Vheen Hikuusen takes a nagging oddity and develops from it a backstory that builds on and enriches our previous knowledge of the character instead of being distractingly out of the blue. Vheen has always been considered Ghaleon's home; here, we learn that it was his race's ancestral home, now occupied by strangers. It now makes a little more sense how Ghaleon could take charge of what we know as the Vile Tribe with seeming relative ease. It is a natural progression from what we learn in SSS Cadin, that differences in degree of magic power will affect a mazoku's form. If we pastiche the book to TSS, it explains the monstrous form he takes at its end, akin to Xenobia's.

More significantly, though, making Ghaleon part of an elder, dying race resonates with the loneliness and sense of parental responsibility that defines the character. Making him old - very old - and the Dain incident the very last (though decisive) in a chain of prompts instead of its beginning gives Ghaleon's turn more dramatic significance; it's a defeat after a long struggle, a despairing breakdown after a long and grinding weariness. Meanwhile, directly tying him to a fallen people underlines the tragedy of transcending bad circumstances and attaining the highest only to turn one's back on it all.

(One more note: the supporting cast of KSK is entirely original, and the characters almost all work. That itself is a resounding achievement, given the propensity of such creations to lapse into Mary Sue territory.)

It gives an adult perspective on a familiar story that enriches the source material. Silver Star is a charming tale, but it is written from the perspective of an entitled child. Its world and obstacles exist to validate its young heroes, perhaps best personified in Arhes's knight fantasy come true - becoming an adult, in the world of the story, means getting everything you want. Lunar is youthful naïveté incarnate, and so it seems unfair to condemn it for a lack of pragmatism and excess of narcissism, but it is frustrating in how it brings in complex dilemmas (the subjugation of a race long past their forefathers' crime; the perceived abuse of a friend; the safety of the many vs. an individual's well-being) and weighs them from a simplistic and self-absorbed perspective. Parts of these stories are left out by dint of being beyond the young leads' experience or capacity to understand.

Vheen Hikuusen, particularly "Kokuhaku Suru Kioku," remedies this by witnessing the same changes from the parents' perspective as well as the children's. It reaches the same conclusions - one must have faith in one's friends and the next generation, looking to the future instead of succumbing to bitterness - but doesn't shortchange the human (and mazoku) cost involved or pave over the feelings caused in the transition. The manga examines these issues through more mature storylines that emphasize character growth over validation; in "Kokuhaku," there are no villains, and the struggle is resolved (so much as it can be) by a child growing to understand his deceased big brother rather than by beating anybody up. It also offers a more realistic triumph than saving the world: yes, we will all pass away one day, and nothing will last forever, but we can influence the lives of the next generation for the better and pass on what we've learned.

As discussed previously, Silver Star is a tale of children inheriting the world from their parents, so it's tough to give the above issues full consideration given that focus; it's a young people's story in the end.
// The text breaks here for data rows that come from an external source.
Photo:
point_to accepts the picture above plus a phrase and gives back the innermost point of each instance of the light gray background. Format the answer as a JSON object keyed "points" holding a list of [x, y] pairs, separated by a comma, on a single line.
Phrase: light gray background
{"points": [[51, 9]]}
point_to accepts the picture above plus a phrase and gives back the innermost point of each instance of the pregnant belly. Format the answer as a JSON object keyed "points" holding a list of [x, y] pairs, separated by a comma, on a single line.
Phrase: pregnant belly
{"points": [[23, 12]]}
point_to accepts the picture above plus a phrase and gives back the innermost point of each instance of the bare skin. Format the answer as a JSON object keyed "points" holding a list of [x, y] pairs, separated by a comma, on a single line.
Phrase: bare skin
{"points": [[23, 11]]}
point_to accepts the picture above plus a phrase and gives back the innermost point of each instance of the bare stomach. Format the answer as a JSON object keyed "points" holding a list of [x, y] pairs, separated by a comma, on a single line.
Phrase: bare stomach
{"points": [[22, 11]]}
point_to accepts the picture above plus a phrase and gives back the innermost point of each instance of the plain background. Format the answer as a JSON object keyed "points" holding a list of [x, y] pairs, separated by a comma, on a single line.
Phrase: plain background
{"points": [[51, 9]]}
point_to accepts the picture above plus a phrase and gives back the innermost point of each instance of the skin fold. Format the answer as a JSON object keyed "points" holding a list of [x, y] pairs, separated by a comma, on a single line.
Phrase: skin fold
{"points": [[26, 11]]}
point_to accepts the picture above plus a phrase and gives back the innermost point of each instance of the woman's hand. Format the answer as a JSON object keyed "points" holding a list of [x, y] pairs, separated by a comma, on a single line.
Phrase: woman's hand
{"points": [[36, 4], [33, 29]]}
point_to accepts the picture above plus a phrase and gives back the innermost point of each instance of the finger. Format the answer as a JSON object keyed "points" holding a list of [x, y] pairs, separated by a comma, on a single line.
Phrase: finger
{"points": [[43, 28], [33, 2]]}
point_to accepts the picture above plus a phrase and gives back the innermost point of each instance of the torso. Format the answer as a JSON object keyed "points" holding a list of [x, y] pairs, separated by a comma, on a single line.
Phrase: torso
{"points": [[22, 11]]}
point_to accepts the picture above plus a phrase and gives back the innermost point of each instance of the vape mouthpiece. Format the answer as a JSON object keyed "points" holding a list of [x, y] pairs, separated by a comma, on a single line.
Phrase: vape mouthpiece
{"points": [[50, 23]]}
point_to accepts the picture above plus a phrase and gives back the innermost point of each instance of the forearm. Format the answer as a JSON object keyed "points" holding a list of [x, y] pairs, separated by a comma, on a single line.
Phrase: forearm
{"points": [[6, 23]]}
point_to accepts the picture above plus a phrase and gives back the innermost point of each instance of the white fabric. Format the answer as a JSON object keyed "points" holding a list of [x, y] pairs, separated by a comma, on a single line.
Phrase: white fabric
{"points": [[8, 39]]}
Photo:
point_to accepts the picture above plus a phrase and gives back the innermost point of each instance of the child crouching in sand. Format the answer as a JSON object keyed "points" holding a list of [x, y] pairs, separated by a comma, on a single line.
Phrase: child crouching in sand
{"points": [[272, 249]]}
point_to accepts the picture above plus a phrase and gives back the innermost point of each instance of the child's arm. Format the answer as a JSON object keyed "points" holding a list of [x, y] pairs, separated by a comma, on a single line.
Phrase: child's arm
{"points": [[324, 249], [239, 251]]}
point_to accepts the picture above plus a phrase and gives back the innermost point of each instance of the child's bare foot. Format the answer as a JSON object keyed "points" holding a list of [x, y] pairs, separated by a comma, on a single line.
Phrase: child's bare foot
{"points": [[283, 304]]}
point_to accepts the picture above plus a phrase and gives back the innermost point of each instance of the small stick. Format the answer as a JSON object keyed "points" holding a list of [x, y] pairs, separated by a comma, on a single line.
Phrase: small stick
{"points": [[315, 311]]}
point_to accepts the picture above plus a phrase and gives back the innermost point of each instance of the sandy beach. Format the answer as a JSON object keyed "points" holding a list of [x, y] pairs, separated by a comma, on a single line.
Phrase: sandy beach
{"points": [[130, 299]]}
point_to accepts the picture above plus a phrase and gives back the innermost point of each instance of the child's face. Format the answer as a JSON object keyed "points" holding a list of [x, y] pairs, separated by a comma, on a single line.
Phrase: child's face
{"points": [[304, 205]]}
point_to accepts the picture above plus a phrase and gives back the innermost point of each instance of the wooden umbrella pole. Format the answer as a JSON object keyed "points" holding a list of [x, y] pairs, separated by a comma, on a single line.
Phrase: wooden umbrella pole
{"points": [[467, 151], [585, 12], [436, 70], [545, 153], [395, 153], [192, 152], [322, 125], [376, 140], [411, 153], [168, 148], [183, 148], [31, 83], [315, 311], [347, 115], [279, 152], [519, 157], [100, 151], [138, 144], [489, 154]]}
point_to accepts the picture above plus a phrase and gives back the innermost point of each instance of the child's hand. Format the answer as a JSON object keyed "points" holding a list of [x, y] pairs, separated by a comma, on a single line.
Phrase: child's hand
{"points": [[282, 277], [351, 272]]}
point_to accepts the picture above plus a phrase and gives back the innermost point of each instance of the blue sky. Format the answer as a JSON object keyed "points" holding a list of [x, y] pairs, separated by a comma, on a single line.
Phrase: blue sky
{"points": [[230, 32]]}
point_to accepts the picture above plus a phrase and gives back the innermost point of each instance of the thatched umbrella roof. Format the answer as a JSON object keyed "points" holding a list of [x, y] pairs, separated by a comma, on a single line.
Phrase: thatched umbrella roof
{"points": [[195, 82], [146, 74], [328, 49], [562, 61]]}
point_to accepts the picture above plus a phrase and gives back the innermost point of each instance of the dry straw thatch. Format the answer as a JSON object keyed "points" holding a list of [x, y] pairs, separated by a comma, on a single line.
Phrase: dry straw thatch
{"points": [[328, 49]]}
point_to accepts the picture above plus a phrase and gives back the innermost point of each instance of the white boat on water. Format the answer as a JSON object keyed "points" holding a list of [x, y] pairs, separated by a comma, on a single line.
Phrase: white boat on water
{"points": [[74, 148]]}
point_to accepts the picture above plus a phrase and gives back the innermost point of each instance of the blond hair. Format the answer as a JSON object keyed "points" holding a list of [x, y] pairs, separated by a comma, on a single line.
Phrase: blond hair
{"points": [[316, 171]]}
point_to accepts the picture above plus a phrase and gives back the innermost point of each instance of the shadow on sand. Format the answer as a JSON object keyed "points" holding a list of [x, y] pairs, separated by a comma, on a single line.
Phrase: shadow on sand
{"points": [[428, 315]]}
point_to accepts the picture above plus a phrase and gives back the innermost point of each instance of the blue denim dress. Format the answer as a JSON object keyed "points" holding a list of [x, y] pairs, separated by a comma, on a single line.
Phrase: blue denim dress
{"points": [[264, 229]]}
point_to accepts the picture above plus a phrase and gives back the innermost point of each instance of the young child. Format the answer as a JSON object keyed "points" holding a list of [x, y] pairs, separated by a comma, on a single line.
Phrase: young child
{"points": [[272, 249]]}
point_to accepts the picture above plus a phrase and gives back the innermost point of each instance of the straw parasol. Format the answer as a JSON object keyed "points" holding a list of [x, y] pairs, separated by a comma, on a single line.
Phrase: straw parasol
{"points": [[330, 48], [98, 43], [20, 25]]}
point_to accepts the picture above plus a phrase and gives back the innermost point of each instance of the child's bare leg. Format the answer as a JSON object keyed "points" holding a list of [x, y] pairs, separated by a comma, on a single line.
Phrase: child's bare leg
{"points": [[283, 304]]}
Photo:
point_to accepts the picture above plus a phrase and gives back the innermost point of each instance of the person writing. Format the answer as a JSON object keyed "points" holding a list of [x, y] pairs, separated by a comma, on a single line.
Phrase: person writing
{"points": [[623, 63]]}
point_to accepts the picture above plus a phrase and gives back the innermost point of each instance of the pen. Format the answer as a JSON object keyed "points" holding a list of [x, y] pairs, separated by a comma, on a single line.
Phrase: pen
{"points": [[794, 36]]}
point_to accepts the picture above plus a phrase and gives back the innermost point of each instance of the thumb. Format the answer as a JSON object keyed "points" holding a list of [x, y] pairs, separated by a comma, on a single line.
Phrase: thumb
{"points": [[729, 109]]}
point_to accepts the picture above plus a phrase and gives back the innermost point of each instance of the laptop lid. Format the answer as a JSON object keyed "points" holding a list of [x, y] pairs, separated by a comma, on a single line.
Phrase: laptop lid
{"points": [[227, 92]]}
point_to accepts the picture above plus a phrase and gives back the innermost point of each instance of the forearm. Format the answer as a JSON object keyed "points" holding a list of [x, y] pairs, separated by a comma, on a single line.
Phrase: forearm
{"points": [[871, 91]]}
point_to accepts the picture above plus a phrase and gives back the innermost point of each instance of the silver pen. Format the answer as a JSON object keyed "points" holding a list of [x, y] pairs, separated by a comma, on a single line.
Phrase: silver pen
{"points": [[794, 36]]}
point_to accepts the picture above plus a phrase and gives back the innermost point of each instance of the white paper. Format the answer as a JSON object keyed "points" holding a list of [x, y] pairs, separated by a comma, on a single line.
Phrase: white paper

Vheen Hikuusen thereby fulfills the mission of a gaiden in the best way - it fleshes out material that couldn't be addressed in the source while lending new dimension to the original. Its parental perspective allows Silver Star its naïveté while giving proper weight to the dilemmas it raises - and demonstrates how the moral of Silver Star is stronger, not weaker, when these those issues are directly addressed.